On the electronic side, there can be some concern about the number of platforms a team may need on their desktops to electronically trade across asset classes. However, increasingly order and execution management systems are embedding such tools into their blotters, making the process far more efficient and helping towards the cross-asset class trading potential for buy-side dealers. In addition to the likely efficiencies and training opportunities, increased electronic trading may have one other advantage for multi-asset desks.
Broker relationships
That advantage may lie in overall management of broker relationships, a particular area of focus here within Eastspring Investments. If we consider just one brokerage on the equity side we will have senior touchpoints in cash, program and electronic trading. Add onto that facilitation and perhaps a regional Head of Execution and three or four senior sales traders across Asia and you quickly come to nine important contacts with just one counterparty. In just one asset class. Multiply that by the number of equity brokers you use, then add on execution only partners, vendors and TCA vendors and the number of potential meetings over a year is astonishing. That is before you look at non-equity relationships. It is possible in the long term that we could have one electronic touchpoint covering all asset classes.

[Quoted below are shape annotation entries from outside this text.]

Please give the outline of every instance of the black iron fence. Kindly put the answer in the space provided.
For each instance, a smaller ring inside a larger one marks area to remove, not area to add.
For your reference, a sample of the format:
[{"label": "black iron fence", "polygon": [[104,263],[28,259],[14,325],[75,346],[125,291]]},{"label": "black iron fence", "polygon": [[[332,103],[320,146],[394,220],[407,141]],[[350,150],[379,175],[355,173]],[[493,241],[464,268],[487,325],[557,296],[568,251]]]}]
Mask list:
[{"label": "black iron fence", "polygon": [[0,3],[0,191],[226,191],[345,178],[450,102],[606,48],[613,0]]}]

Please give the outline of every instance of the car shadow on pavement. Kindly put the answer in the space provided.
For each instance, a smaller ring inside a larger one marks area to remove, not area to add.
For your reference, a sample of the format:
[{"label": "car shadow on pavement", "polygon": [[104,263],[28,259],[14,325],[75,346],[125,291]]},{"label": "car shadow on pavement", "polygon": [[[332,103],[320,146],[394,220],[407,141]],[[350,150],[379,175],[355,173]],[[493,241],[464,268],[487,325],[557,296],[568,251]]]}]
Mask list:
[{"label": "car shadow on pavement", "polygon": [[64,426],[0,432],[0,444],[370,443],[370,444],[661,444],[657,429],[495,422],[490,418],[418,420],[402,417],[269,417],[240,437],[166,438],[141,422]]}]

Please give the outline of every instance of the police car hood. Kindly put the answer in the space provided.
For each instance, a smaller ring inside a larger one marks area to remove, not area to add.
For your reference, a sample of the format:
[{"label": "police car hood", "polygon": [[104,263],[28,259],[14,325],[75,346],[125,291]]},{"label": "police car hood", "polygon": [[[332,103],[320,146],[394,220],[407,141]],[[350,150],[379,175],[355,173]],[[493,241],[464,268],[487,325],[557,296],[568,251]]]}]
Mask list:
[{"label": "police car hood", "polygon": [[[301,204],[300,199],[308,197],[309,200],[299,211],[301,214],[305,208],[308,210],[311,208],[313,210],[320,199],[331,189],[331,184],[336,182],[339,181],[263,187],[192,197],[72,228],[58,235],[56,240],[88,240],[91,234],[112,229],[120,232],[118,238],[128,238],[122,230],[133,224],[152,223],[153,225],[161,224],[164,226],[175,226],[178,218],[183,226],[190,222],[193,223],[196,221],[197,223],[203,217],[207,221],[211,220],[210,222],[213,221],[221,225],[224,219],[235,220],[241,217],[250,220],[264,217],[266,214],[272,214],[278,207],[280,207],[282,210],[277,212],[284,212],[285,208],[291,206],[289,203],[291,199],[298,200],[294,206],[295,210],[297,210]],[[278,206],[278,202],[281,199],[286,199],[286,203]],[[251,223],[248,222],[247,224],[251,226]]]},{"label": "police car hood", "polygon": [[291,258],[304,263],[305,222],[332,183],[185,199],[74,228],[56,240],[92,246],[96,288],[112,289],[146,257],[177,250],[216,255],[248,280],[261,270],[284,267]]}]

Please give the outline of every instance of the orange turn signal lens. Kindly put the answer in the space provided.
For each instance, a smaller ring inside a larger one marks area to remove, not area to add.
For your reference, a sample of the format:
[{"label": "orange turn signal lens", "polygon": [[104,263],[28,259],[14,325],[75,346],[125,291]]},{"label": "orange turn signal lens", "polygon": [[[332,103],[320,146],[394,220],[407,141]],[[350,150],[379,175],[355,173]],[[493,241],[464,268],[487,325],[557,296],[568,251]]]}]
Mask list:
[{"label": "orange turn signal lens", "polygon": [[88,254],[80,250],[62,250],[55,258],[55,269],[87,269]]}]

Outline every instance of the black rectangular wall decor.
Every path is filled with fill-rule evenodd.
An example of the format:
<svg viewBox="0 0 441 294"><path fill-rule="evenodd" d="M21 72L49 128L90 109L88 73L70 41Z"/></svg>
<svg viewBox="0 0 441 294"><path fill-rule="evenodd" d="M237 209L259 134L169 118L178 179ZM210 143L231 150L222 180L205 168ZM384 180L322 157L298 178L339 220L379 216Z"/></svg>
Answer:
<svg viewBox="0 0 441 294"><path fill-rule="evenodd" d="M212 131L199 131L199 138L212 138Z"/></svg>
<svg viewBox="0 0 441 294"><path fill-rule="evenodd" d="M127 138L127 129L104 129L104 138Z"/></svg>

Compounding the problem of multiple touchpoints with each counterparty is that brokers tend to be highly siloed across asset classes, which can be problematic in terms of conducting multi-asset trading reviews.
Breaking through these silos is a challenge, but perhaps on that increased electronic trading can help alleviate.
In summary, asset managers will need to seriously think about how they conduct reviews and arrange meeting schedules with each counterparty to ensure diaries are not flooded with repetitive meetings adding little value. The focus will need to be on quality, not quantity.
Finally, all this should follow a simple philosophy aimed at producing the best results for our clients and the continued development of the individuals and overall dealing team. In both cases we want to increase trading autonomy and improve performance against agreed benchmarks, raising the profile of the desk within the company and the wider investment industry.